Looking at More Detail

{_} From Data ~ Position Properties, select the location of the beginning point of the trip (use First). Close the Position Properties window.

{_} Use the "Zoom In" tool (a magnifying glass with a "+" on it) to point to the approximate area of the beginning of the trip and press the left mouse button. The area identified will move to the center of the screen and the distance between the points will be magnified. Notice that the scale and the distance across the window change. The distance across the window is halved; the scale is doubled. Zoom in again. Again.

{__ } Notice also that the track becomes more jagged as you zoom in. You can tell that it consists of a series of points connected by straight-line segments. Use the measure tool to get an idea of the size of these "jags." While the road might have followed this jagged course (it didn’t—I was there) it seems more likely that the deviations are due to error in successive readings.

{__ } Now demagnify the area using the "Zoom Out" tool (select it from the "View" menu). Which icon is equivalent to this menu choice? ___________ You can Zoom Out by simply clicking in the Map window. Zoom out again. Again.

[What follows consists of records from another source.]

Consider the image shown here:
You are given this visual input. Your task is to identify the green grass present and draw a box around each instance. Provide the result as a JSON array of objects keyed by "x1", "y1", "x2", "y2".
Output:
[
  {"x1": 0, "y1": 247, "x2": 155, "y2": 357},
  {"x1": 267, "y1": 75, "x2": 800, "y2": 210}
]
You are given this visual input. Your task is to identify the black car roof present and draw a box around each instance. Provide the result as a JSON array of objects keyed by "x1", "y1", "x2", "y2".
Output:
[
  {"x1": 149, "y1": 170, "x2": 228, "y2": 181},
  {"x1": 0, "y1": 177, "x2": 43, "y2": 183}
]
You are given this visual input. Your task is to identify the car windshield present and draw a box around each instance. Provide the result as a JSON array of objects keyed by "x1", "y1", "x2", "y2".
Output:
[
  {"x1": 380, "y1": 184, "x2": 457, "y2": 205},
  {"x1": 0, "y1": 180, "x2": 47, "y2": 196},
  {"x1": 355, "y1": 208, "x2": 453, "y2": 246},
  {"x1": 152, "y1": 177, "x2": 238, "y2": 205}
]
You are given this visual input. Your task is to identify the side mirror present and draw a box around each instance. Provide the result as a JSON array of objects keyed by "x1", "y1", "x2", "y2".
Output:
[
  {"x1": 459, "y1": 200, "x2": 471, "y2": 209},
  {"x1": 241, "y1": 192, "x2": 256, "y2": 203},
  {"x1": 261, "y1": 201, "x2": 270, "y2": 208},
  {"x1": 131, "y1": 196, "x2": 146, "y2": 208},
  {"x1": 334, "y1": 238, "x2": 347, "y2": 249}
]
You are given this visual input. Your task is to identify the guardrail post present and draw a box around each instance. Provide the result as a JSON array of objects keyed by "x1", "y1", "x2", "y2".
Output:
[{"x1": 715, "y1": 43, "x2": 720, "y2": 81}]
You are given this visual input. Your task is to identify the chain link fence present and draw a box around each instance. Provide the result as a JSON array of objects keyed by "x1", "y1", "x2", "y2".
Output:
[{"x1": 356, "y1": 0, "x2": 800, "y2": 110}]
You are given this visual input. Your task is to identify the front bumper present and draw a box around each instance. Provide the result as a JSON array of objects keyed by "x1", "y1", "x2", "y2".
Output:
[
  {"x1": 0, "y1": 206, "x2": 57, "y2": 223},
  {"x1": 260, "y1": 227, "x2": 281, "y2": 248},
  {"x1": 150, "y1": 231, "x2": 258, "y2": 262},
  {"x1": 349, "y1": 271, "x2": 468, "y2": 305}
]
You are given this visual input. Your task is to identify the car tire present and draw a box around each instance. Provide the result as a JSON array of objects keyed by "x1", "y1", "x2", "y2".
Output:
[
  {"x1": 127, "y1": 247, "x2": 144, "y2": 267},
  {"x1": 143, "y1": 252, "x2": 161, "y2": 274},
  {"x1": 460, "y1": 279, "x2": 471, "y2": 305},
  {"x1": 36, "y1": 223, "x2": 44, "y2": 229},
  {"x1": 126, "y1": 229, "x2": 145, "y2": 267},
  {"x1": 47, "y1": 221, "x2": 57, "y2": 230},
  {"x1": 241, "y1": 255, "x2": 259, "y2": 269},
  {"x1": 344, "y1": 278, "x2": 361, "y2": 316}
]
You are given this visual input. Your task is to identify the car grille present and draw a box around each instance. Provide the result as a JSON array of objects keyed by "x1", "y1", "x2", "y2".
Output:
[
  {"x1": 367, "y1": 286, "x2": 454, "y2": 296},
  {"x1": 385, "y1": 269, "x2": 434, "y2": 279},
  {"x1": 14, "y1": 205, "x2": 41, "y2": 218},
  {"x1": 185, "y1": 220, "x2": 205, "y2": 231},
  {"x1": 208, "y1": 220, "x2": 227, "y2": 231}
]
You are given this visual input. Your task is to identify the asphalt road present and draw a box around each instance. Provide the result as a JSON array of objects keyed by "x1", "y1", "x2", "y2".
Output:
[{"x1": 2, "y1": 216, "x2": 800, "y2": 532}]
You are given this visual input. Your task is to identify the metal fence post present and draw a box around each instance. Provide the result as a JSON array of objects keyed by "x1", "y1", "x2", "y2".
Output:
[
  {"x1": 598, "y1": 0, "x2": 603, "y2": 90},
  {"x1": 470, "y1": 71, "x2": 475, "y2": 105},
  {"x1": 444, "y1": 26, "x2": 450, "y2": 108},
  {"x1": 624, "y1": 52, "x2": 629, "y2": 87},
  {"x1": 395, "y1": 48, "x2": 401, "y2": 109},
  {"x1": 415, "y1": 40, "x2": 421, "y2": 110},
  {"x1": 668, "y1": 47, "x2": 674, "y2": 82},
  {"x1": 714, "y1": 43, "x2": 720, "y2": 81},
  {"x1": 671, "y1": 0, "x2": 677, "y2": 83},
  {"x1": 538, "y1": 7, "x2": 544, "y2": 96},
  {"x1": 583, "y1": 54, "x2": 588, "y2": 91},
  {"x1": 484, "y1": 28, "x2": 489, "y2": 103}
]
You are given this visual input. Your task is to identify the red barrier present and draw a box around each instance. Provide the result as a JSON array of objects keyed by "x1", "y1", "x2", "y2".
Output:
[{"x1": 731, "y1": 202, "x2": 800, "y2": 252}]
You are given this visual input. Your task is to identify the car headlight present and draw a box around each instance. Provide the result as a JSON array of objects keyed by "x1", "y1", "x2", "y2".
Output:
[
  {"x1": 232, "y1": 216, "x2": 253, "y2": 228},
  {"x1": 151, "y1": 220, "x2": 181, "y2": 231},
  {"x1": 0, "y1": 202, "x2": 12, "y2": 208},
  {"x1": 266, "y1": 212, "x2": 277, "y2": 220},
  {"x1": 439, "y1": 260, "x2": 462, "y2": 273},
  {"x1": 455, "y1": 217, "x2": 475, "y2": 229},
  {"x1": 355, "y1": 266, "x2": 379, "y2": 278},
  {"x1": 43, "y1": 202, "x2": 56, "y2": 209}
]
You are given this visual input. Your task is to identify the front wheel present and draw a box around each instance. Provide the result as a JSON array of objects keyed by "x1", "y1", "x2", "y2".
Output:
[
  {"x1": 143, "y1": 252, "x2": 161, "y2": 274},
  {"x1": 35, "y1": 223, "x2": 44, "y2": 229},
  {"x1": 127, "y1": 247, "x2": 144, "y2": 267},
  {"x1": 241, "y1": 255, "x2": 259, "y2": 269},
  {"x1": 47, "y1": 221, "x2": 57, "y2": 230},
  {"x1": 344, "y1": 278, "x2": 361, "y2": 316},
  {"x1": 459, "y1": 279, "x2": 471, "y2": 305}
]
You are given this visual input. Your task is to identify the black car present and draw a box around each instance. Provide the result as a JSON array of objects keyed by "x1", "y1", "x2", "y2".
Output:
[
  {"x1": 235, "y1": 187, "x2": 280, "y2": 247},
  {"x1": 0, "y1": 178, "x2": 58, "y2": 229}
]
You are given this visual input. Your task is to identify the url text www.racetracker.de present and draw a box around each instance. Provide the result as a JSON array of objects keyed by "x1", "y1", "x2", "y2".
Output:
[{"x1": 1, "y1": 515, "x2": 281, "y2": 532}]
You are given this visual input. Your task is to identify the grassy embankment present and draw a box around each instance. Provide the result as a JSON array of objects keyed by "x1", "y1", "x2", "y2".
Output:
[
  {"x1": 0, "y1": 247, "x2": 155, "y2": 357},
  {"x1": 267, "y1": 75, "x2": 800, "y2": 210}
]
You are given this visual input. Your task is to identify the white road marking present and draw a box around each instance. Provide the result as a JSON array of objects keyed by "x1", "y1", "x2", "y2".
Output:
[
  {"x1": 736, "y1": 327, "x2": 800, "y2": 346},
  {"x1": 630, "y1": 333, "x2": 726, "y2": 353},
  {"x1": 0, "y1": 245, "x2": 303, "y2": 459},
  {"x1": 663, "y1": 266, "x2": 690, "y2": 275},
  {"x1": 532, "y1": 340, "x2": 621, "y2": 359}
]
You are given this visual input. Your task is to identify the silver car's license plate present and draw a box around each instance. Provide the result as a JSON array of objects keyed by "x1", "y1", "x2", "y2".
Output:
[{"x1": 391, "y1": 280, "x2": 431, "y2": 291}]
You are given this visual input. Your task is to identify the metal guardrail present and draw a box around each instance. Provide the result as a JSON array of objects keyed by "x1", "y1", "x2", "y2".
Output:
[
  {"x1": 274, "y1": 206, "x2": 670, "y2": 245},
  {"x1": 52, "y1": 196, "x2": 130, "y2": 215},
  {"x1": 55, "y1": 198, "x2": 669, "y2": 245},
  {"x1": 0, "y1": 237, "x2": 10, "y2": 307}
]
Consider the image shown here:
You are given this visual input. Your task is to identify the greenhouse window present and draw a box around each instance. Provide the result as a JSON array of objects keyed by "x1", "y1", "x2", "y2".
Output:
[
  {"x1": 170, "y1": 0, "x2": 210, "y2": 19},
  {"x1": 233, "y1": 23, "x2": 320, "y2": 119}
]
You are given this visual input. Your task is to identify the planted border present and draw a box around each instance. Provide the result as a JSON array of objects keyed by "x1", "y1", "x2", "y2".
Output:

{_} From the "View" menu, choose "Zoom ~ Extents" to return to the original GPS track display.

{__ } Repeat the above "zooming" steps, but instead of simply clicking a point, drag a box around the area of interest. When zooming in, map features inside the box you drag are enlarged to fit into the map window. When zooming out, the box you drag suggests the box that you want the entire currently-visible portion of the map to fit into. The smaller you make this box, the greater the degree of "zooming out." The map features shown before the zoom out will fill this box; those features will be centered at the center of the box. Finish this step by Zooming to Extents.

The file B021602C represents the first part of the drive back from the volcano. The trip back also includes the files B021603A and B021604A.

{_} From the same window from which you opened VOLCANO.SSF, open B021602C.SSF while also retaining the existing (VOLCANO) file: There is a trick here. You may open several files at the same time by selecting the first one with a simple left mouse click on the icon. Add successive files by holding down the "Ctrl" key and clicking on the file name icons that you want to add. (You can also "deselect" file names by holding down the control key and clicking on a file name icon.) Once you have the set of files you want opened (two files, in this case) press Open and the window will disappear, leaving you with a recomputed map.

{_} Get the "Open" window again by clicking on an icon. Now add files B021603A.SSF and B021604A.SSF. Another trick: if you hold down the Ctrl key before you begin selecting files, those files currently open, indicated by shading, will also be selected as you select new files.

{__} Now open just the VOLCANO.SSF file by itself and display it.